Profil

Jean-Claude Biver
Depuis le 1er mars, il est à la tête du pôle horloger de LVMH. Parallèlement, il exerce toujours sa fonction de Président de Hublot, la marque qu’il a amenée au sommet. Travailleur acharné, le Suisse d’origine luxembourgeoise a connu ses premiers succès chez Blancpain et Omega. Depuis le début des années 2000, il cumule également des prix et récompenses en horlogerie, management et communication.

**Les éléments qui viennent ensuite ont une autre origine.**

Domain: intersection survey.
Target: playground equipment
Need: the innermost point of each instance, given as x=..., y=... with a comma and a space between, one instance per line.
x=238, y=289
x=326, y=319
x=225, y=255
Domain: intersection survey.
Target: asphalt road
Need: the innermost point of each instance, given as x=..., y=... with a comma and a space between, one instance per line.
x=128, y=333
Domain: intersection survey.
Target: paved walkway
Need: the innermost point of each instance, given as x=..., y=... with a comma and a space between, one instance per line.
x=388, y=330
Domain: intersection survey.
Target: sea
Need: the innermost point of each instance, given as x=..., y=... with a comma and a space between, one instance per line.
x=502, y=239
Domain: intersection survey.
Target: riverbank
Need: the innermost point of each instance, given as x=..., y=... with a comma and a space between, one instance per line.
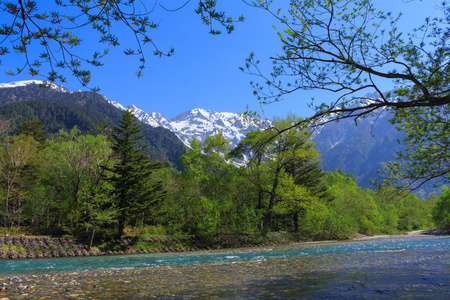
x=344, y=270
x=22, y=247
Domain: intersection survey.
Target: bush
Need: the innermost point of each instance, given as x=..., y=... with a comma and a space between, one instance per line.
x=441, y=211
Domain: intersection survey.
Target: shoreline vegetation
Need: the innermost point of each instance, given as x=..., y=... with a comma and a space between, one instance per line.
x=25, y=247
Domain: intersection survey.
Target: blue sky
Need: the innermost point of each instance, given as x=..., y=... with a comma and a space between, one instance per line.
x=204, y=72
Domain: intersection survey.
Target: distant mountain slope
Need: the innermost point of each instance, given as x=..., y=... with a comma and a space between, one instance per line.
x=198, y=123
x=358, y=149
x=58, y=108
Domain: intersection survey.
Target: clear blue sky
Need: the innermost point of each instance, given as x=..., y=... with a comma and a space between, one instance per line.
x=204, y=70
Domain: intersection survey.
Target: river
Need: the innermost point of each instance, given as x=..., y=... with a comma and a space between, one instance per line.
x=411, y=266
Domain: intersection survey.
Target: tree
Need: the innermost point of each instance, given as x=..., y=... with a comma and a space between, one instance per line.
x=278, y=158
x=17, y=154
x=57, y=30
x=133, y=188
x=441, y=211
x=348, y=48
x=36, y=129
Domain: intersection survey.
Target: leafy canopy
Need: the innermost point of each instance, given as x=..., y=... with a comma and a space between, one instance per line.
x=56, y=28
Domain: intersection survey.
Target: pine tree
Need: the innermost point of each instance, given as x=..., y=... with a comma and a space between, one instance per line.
x=133, y=186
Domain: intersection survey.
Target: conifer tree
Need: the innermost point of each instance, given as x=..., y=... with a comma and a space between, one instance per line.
x=133, y=187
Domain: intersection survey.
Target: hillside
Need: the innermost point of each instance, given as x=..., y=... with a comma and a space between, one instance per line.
x=58, y=108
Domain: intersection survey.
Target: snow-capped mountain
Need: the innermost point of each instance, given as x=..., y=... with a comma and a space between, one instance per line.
x=198, y=123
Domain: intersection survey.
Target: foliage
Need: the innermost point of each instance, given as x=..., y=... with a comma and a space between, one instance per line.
x=91, y=186
x=350, y=47
x=133, y=190
x=441, y=211
x=83, y=109
x=57, y=29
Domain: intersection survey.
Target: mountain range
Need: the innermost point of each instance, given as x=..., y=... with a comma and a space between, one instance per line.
x=359, y=150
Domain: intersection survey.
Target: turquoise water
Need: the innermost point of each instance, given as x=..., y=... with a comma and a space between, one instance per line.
x=366, y=249
x=400, y=267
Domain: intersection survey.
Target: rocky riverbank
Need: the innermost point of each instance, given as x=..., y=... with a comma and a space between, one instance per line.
x=21, y=247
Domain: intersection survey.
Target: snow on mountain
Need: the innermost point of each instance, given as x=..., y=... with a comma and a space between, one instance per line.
x=196, y=123
x=51, y=85
x=199, y=123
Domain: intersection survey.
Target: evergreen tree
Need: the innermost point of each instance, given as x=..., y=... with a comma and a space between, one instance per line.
x=35, y=129
x=133, y=187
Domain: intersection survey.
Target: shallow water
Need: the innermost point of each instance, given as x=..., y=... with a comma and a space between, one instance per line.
x=396, y=267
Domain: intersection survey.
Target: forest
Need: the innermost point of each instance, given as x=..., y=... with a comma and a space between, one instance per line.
x=101, y=183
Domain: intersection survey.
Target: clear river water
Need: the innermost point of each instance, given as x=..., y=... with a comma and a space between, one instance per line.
x=407, y=267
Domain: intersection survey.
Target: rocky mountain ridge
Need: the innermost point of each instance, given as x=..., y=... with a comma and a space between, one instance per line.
x=359, y=150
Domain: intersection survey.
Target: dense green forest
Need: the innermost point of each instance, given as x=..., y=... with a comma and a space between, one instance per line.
x=63, y=110
x=102, y=183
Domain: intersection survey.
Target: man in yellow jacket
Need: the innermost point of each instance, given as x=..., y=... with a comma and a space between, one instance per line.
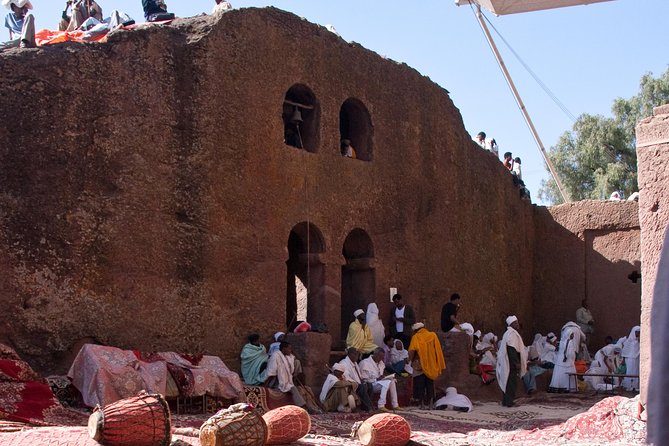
x=428, y=362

Voyez-vous davantage le voyage d’affaires comme un privilège ou une contrainte?
Un double privilège! Le premier est la découverte de coutumes et de gens différents. Il suffit de se déplacer ne serait-ce qu’à Zurich pour rencontrer une diversité qui nous enrichit, nous ouvre l’esprit et nous permet d’assimiler les différences. Le deuxième privilège est d’aller vers le client. Pourquoi? Parce que le client est notre roi. C’est donc un honneur de rencontrer les rois en personne, de les écouter et d’apprendre d’eux. Leur satisfaction, leurs attentes, les futures tendances, vous apprendrez tout cela d’un voyage d’affaires.

Vous êtes plutôt First Class ou Easyjet?
Pour une destination comme Paris, le train ou un vol low cost vont très bien si les horaires conviennent. Cela dit, si je dois y être à 6 h du matin, je serai obligé de prendre un avion privé.

Mais, vous tenez quand même à un certain confort?
Oui, dès que le confort est un élément de profit. A ce moment-là j’en recherche un maximum. Celui qui voyagerait en First et qui aurait besoin d’une nuit d’adaptation, c’est un type qu’on peut sans problème envoyer en business ou en classe éco. La semaine dernière, j’ai voyagé en première classe vers Hong Kong. Atterrissage à 15 h, premier rendez-vous douché rasé à 16 h avant d’enchaîner les rencontres jusqu’au bout de la nuit. Mais il ne faut pas me plaindre. J’ai eu le privilège de voyager en première, il est donc normal à mes yeux que je rende ce privilège en travaillant dans la foulée.

Quand est-ce que le voyage peut être remplacé par une visioconférence?
Jamais! A part s’il s’agit de chiffres. Que vous soyez en face ou non de votre interlocuteur, 1+1 fera toujours 2. Pour tout le reste, le réel contact visuel est simplement capital.

Et comment faites-vous pour ne pas souffrir du décalage horaire?
Je veille à ne jamais m’arrêter de travailler. Quand il n’y a pas de trou ou de pause dans la journée, le jetlag n’a pas le temps de se faire sentir. C’est simple.